Either way, says Helen, it encourages students to read and get excited by “exceptional” Australian authors. “Books expose kids to bigger ideas than just the story within the book – and the great thing about YABBA is we’re talking Australian stories. I don’t think there’s a student or a school out there that wouldn’t benefit from engaging with YABBA.”
Robyn heartily agrees, as she lists some of the most memorable VAP sessions – including the much-loved Andy Griffiths and the late, great Archie Roach – and her trips to the glamorous YABBA awards night with a busload of starry-eyed students.
“Any state school that hasn’t yet engaged with YABBA can contact me for a password and watch previous VAPs. Then signing up for next year is as easy as connecting through the YABBA website or via Arc.”
Q&A with YABBA award-winning author Nova Weetman
You won a YABBA award last year in the Year 7–9 category for Sick Bay. Was it a nice surprise?
It was really lovely! Awards can be so loaded and it’s so great that it’s an award judged by kids. It means it’s not about the worthiness of your story, or the perceived importance of what you’re writing. It’s just about: ‘Do I like this?’ Kids are brutally honest, and I love that.
You delivered the first Virtual Author Program session this year. How was that?
The sessions are a lovely chance to talk about your work with kids and explain why you write the sorts of stories you write, and what you hope they take from it. Because of COVID, I was in my loungeroom delivering it online. It’s an odd new arena, but there are advantages to it. I’ve noticed that some kids who aren’t vocal in classrooms are the ones who are vocal online; the kids who are quieter are prepared to share in this way, and that’s a really good thing.
Your books must resonate with your readers – do you think there’s a key to writing a successful book for young people nowadays?

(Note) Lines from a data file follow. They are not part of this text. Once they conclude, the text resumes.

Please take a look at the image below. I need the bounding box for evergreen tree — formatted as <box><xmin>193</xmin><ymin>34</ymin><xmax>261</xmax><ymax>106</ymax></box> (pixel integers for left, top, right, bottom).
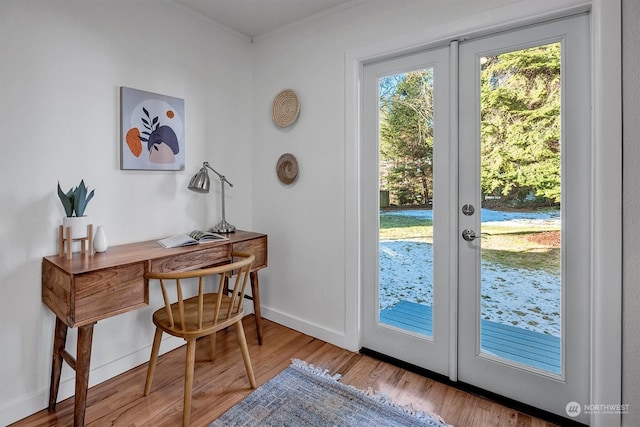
<box><xmin>481</xmin><ymin>43</ymin><xmax>561</xmax><ymax>203</ymax></box>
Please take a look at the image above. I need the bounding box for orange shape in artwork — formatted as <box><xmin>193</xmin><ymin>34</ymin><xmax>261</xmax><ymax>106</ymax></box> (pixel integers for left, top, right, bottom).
<box><xmin>126</xmin><ymin>128</ymin><xmax>142</xmax><ymax>157</ymax></box>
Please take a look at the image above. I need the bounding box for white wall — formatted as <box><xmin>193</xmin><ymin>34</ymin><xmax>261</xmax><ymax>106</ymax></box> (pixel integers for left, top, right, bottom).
<box><xmin>0</xmin><ymin>0</ymin><xmax>252</xmax><ymax>425</ymax></box>
<box><xmin>253</xmin><ymin>0</ymin><xmax>516</xmax><ymax>350</ymax></box>
<box><xmin>253</xmin><ymin>0</ymin><xmax>640</xmax><ymax>425</ymax></box>
<box><xmin>0</xmin><ymin>0</ymin><xmax>640</xmax><ymax>425</ymax></box>
<box><xmin>622</xmin><ymin>0</ymin><xmax>640</xmax><ymax>427</ymax></box>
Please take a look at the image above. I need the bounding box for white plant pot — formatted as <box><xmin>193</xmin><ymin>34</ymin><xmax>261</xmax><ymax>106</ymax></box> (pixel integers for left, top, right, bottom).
<box><xmin>93</xmin><ymin>225</ymin><xmax>109</xmax><ymax>252</ymax></box>
<box><xmin>62</xmin><ymin>215</ymin><xmax>89</xmax><ymax>239</ymax></box>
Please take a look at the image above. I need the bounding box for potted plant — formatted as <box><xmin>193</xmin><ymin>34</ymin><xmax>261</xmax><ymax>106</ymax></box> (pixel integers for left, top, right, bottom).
<box><xmin>58</xmin><ymin>180</ymin><xmax>95</xmax><ymax>239</ymax></box>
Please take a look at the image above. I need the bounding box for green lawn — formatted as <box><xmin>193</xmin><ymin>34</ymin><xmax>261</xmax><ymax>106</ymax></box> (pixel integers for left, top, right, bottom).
<box><xmin>380</xmin><ymin>214</ymin><xmax>560</xmax><ymax>274</ymax></box>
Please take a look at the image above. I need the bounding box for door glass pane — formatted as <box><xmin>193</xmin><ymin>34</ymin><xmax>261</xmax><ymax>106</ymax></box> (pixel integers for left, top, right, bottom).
<box><xmin>378</xmin><ymin>67</ymin><xmax>433</xmax><ymax>336</ymax></box>
<box><xmin>480</xmin><ymin>43</ymin><xmax>562</xmax><ymax>374</ymax></box>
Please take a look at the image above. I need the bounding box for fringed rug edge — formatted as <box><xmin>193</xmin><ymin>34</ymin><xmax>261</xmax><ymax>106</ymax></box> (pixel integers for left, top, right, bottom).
<box><xmin>290</xmin><ymin>358</ymin><xmax>452</xmax><ymax>427</ymax></box>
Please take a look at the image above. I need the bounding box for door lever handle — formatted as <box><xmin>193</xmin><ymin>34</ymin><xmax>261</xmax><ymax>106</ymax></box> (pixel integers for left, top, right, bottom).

I think I write what I would have wanted to read when I was young. So hopefully they’re honest and they’re about things that are age-old themes. When I was 13, it was about friendships, identity, fighting with my parents, not knowing where I belonged, worrying about my body changing… and I think they’re the same things kids are thinking about now. I try to keep social media out of my books – my characters are scared of it, or aren’t allowed to use it – so it’s really about those timeless issues.
What are your thoughts about children’s and young adult literature at the moment? How has it changed over the past couple of decades?
It’s really exciting to see middle-grade literature boom. It’s so important for those kids to be reflected in more and more books. We do need more diversity in publishing – a recent report talked about the lack of books by people of colour in this area, still – but we are at least getting this engine of publishing ramping up in Australia, which is great.
Why are awards like YABBA important for our kids?
I think reading has been hit hard by lockdown. Education shifted to screens and a lot of kids weren’t as actively accessing books at home. When you lose school libraries and having librarians put great books into kids’ hands – which they’re so good at – reading is going to suffer. Getting kids back to reading once the habit has been eroded is really hard, so it’s even more important to create some excitement around books at the moment.